26 years and the woman he loved had aged beautifully, she'd brought him 3 wonderful children, and a lifetime full of safety and security. A lifetime of sameness.

It was a funny thing. 21 year old Link adored sameness, it was the safety he found in religion, in North Carolina and in Engineering. Even 32 year old Link enjoyed that comfortability. So why did a health scare and Stevie needing creative freedom test that safety? Why did it suddenly feel so confining?

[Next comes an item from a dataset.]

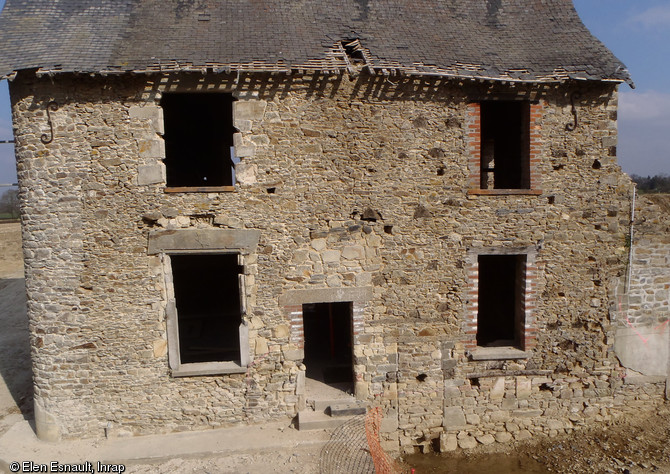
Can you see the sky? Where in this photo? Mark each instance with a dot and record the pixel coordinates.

Link had spent his twenties building himself into a version that fit. His and his wife's life was consumed by schedules and church meetings and nasty arguments over time spent at work. And as any southern woman would, Christy had stuck through it. Once their marriage gained its second wind they'd worked through those years in therapy. But that second wind wasn't defined by mutual passion, it was an amalgamation of years of suppressed feelings. It was two people who had never truly known themselves feeling the wind against honest skin. It was freeing.

It freed Christy to be honest, honest about her needs and desire for a quiet, comfortable life. It freed Link to be more Link-ish in the most problematic and outlandish ways possible. And it freed the both of them to realize they were completely different people than the boxes they'd shoved themselves into.

Link stared at the studio door. He'd been sitting there for a solid 5 minutes, hand resting on the door of his SUV. Mulling over his life was more time consuming than it'd ever been before. Everything had been so simple just yesterday morning.

Of course, that wasn't true. It hadn't been true for a long time. He hadn't even argued, or asked why. But when Link walked through that door he'd have to pretend it was. He figured he should start practicing. Problems had been brewing, resentment had been growing and his wife had already bought herself a single ticket back to North Carolina. But just yesterday morning, he hadn't known she'd be leaving him today.

They hadn't shared many words, she'd only explained she needed to be with family and hoped, when she came back, things would go back to normal. They both knew that wasn't true.